6. WARRANTY AND DISCLAIMER
Helpware shall use reasonable efforts consistent with prevailing industry standards to maintain the Services in a manner which minimizes errors and interruptions in the Services and shall perform all Services in a professional and workmanlike manner. Services may be temporarily unavailable for unscheduled emergencies, sick days or other unforeseen issues that are beyond Helpware's reasonable control, but Helpware shall use reasonable efforts to provide advance notice in writing or by e-mail of any scheduled service disruption due to holidays, vacation days, Client sponsored events or other times off. However, Helpware does not warrant that the Services will be uninterrupted or error free; nor does it make any warranty as to the results that may be obtained from use of the Services.
EXCEPT AS EXPRESSLY SET FORTH IN THIS SECTION, THE SERVICES AND SET UP SERVICES ARE PROVIDED “AS IS” AND COMPANY DISCLAIMS ALL WARRANTIES, EXPRESS OR IMPLIED, INCLUDING, BUT NOT LIMITED TO, IMPLIED WARRANTIES OF MERCHANTABILITY AND FITNESS FOR A PARTICULAR PURPOSE AND NON-INFRINGEMENT.
7.LIMITATION OF LIABILITY
NOTWITHSTANDING ANYTHING TO THE CONTRARY, EXCEPT FOR BODILY INJURY OF A PERSON, HELPWARE AND ITS SUPPLIERS (INCLUDING BUT NOT LIMITED TO ALL EQUIPMENT AND TECHNOLOGY
SUPPLIERS), OFFICERS, AFFILIATES, REPRESENTATIVES, CONTRACTORS AND EMPLOYEES SHALL NOT BE RESPONSIBLE OR LIABLE WITH RESPECT TO ANY CONTRACT, NEGLIGENCE, STRICT LIABILITY OR OTHER THEORY: (A) FOR ERROR OR INTERRUPTION OF USE OR FOR LOSS OR INACCURACY OR CORRUPTION OF DATA OR COST OF PROCUREMENT OF SUBSTITUTE GOODS, SERVICES OR TECHNOLOGY OR LOSS OF BUSINESS;
(B) FOR ANY INDIRECT, EXEMPLARY, INCIDENTAL, SPECIAL OR CONSEQUENTIAL DAMAGES; (C) FOR ANY MATTER BEYOND COMPANY’S REASONABLE CONTROL; OR (D) FOR ANY AMOUNTS THAT, TOGETHER WITH AMOUNTS ASSOCIATED WITH ALL OTHER CLAIMS, EXCEED THE FEES PAID BY CLIENT TO HELPWARE FOR THE SERVICES UNDER THIS AGREEMENT IN THE 12 MONTHS PRIOR TO THE ACT THAT GAVE RISE TO THE LIABILITY, IN EACH CASE, WHETHER OR NOT HELPWARE HAS BEEN ADVISED OF THE POSSIBILITY OF SUCH DAMAGES.
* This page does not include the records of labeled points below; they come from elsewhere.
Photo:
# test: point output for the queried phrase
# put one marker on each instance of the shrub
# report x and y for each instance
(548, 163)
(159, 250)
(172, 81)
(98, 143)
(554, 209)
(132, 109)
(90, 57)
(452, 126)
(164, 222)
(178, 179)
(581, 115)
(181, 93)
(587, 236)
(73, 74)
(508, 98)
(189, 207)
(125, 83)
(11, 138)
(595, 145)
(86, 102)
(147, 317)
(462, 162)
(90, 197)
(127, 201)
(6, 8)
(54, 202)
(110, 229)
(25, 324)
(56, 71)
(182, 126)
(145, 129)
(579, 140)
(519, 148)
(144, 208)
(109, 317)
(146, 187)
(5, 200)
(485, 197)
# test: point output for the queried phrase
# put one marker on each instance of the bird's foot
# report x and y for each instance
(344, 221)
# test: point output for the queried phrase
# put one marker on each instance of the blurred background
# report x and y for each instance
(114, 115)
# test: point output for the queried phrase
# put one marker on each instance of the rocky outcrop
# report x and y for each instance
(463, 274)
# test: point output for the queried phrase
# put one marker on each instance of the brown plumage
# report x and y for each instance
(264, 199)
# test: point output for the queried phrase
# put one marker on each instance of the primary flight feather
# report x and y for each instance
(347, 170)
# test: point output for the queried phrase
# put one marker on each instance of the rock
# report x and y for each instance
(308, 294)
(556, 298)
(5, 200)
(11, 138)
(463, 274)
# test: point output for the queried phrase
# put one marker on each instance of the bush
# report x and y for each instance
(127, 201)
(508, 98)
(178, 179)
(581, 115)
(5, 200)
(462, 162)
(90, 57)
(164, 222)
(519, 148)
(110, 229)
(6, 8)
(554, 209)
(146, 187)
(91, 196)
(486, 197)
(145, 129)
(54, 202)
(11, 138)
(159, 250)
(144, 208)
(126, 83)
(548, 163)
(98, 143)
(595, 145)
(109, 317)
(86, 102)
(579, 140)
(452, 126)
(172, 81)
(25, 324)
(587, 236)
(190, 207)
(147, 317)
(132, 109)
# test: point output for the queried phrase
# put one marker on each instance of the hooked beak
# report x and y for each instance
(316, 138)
If any provision of this Agreement is found to be unenforceable or invalid, that provision will be limited or eliminated to the minimum extent necessary so that this Agreement will otherwise remain in full force and effect and enforceable. This Agreement is not assignable, transferable or sublicensable by Client except with Helpware's prior written consent. Helpware may transfer and assign any of its rights and obligations under this Agreement without consent. This Agreement is the complete and exclusive statement of the mutual understanding of the parties and supersedes and cancels all previous written and oral agreements, communications and other understandings relating to the subject matter of this Agreement, and that all waivers and modifications must be in a writing signed by
both parties, except as otherwise provided herein. No agency, partnership, joint venture, or employment is created as a result of this Agreement and Client does not have any authority of any kind to bind Helpware in any respect whatsoever. In any action or proceeding to enforce rights under this Agreement, the prevailing party will be entitled to recover costs and attorneys’ fees. All notices under this Agreement will be in writing and will be deemed to have been duly given when received, if personally delivered; when receipt is electronically confirmed, if transmitted by facsimile or e- mail; the day after it is sent, if sent for next day delivery by recognized overnight delivery service; and upon receipt, if sent by certified or registered mail, return receipt requested. This Agreement shall be governed by the laws of the State of California without regard to its conflict of laws provisions. Client provides Helpware the right to use Client logo in Helpware marketing materials and on Helpware website. The parties shall work together in good faith to issue at least one mutually agreed upon press release within 90 days of the Effective Date, and Customer otherwise agrees to reasonably cooperate with Client to serve as a reference account upon request.